The inconveniences and sacrifices required to protect national security and maintain public safety will be more readily accepted if we are brutally honest about the true nature of our peril. The threat must be confronted with the same clear-eyed focus, steely intensity and unflagging vigilance with which the terrorists pursue their malignant cause.

Since September 11, we have shown we are up to the task.

In another age, another generation faced the prospect of another evil. Winston Churchill, addressing his besieged nation over the BBC in 1940, spoke to the timeless challenge of defending freedom. This is what Churchill said:

"And now it has come to us to stand alone in the breach, and face the worst that the tyrant's might and enmity can do. Bearing ourselves humbly before God, but conscious that we serve an unfolding purpose, we are ready to defend our native land against the invasion by which it is threatened.

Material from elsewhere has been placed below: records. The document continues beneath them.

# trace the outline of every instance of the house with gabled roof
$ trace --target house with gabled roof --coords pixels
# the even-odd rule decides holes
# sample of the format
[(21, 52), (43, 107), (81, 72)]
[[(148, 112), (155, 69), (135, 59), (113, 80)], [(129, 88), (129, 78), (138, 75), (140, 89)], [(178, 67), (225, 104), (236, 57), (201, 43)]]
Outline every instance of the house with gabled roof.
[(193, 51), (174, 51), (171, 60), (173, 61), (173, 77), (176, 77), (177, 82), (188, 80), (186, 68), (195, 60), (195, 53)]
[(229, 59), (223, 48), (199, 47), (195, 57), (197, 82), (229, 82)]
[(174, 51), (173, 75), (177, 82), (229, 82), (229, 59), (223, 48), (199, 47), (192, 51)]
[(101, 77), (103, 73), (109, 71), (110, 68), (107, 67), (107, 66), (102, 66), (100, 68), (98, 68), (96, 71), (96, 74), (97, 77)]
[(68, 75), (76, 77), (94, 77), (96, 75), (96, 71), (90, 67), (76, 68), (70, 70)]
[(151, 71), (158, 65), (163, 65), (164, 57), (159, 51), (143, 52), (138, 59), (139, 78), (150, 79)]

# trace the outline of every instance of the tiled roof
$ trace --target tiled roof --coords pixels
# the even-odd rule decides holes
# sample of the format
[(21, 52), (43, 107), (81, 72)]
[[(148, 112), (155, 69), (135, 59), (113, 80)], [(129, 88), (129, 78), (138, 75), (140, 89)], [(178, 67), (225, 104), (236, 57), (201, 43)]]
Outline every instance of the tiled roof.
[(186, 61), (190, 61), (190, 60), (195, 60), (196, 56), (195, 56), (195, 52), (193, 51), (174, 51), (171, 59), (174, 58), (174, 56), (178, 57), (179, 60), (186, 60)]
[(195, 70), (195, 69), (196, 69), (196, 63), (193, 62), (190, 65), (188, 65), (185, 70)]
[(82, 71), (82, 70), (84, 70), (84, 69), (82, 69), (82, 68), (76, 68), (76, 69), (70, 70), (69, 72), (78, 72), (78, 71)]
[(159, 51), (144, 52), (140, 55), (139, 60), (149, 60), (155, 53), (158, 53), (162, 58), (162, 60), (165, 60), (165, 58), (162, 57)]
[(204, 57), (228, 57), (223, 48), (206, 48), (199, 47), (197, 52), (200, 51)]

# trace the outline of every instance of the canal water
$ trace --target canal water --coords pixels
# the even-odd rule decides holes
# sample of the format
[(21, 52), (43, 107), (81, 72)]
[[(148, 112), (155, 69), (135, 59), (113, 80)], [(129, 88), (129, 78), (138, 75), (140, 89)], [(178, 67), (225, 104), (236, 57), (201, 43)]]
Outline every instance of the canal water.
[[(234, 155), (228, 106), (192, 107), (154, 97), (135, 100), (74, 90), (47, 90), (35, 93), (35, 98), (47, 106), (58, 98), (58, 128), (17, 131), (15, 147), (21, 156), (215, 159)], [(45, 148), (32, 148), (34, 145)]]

"We are fighting by ourselves alone; but we are not fighting for ourselves alone. Here in this strong city of refuge which enshrines the title-deeds of human progress and is of deep consequence to Christian civilization; here, girt about by the seas and oceans where the Navy reigns; shielded from above by the prowess and devotion of our airmen, we await undismayed the impending assault.

"Perhaps it will come tonight. Perhaps it will come next week. Perhaps it will never come.

"We must show ourselves equally capable of meeting a sudden violent shock, or what is perhaps a harder test, a prolonged vigil. But be the ordeal sharp or long, or both, we shall seek no terms, we shall tolerate no parley; we may show mercy, we shall ask for none."